Aetna's headquarters in Hartford, Connecticut. Credit: JHVEPhoto.com/Adobe Stock

Aetna is offering employer plan sponsors a program that will use copayment cuts to try to steer patients toward high-value doctors.

The CVS Health subsidiary is basing the new Informed Choices program on the Aetna Smart Compare provider grading program. The Smart Compare program came to life in 2021, where program managers give providers scores based on quality and cost-effectiveness.

The program now measures the performance of allergists, cardiologists, cardiothoracic surgeons, dermatologists, endocrinologists, gastroenterologists, general surgeons, medical oncologists, nephrologists, neurologists, neurosurgeons, orthopedic surgeons, otolaryngologists, plastic surgeons, primary care physicians, pulmonologists, rheumatologists, urologists and vascular surgeons.

The Informed Choice program will offer patients access to "lower copayments for all of these specialties, except medical oncology," according to a notice included in a bulletin sent to providers earlier this month.

The size of the copyament reductions was not immediately available.

The thinking: Traditionally, U.S. health plans have used copayment obligations — requirements that patients pay small, fixed amounts of cash up front when they get care — to discourage frivolous use of care.

Plans have used deductibles, or requirements that a patient pay for a significant amount of care before the plan begins providing full coverage, as their main tool for encouraging patients to think twice before getting expensive care.

Today, some health policy specialists argue that high deductibles may keep patients from getting the care they need to prevent small problems or chronic problems from turning into big, dangerous, costly problems.

Critics of high deductibles call for plans to shift toward "smart pricing" strategies, or use of copay provisions or other plan provisions to give patients gentle nudges toward use of what the plans believe to be necessary, high-value care from providers who do their best to keep costs under control.
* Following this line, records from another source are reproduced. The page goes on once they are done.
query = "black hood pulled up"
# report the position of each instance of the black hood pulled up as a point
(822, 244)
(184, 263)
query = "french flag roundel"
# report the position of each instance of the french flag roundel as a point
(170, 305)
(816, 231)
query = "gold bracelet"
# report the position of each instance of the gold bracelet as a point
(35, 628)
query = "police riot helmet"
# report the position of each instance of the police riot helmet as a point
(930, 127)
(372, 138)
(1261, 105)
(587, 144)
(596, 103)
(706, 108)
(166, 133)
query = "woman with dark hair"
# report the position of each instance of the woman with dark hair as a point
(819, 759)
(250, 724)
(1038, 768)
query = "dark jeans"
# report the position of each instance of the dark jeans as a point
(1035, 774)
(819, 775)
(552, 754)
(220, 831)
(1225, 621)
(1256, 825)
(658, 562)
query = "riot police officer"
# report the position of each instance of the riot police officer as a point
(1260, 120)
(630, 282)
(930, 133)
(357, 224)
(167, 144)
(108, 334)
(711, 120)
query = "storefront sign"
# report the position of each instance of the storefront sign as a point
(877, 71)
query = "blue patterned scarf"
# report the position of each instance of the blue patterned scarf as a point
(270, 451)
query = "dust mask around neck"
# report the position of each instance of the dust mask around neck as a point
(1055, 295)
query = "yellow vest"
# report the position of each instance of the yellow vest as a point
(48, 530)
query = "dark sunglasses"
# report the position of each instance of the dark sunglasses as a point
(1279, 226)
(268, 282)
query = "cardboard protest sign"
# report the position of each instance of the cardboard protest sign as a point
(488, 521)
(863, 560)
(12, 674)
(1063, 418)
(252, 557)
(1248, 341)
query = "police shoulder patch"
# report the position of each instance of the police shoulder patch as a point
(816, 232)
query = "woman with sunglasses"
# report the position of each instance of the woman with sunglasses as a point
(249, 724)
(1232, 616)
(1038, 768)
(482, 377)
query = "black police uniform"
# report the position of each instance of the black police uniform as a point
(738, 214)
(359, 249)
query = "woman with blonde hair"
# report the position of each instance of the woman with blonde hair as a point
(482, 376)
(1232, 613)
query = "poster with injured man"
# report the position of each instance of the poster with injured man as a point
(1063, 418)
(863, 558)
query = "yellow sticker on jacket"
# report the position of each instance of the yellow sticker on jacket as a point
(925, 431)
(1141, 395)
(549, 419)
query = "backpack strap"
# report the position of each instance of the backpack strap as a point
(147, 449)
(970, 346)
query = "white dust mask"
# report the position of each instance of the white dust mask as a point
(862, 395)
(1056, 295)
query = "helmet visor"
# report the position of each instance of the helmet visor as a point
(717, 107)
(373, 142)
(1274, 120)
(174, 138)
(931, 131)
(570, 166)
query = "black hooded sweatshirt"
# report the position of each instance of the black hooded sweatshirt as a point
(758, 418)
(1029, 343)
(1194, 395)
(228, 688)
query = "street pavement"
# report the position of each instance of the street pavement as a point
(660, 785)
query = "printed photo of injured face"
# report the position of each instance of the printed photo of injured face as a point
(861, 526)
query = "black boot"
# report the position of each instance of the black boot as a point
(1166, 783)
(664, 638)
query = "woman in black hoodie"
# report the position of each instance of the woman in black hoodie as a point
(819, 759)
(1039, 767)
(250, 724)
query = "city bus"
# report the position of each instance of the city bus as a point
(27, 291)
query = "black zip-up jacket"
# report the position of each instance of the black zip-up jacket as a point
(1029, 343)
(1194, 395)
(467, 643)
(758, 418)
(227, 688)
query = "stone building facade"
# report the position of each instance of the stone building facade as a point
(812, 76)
Advocates of smart pricing hope it will encourage patients to use high-value providers without hurting their ability to get care from more expensive providers with specific skills or care from any qualified provider in areas with shortages of certain types of provider.

Variable copay plans: Some plans are now using "variable copay" strategies as their main strategy for managing patients' use of care.

Two of the best-known variable copay plan programs are HealthPartners' Simplica NextGen Copay plan and UnitedHealth's Surest plan.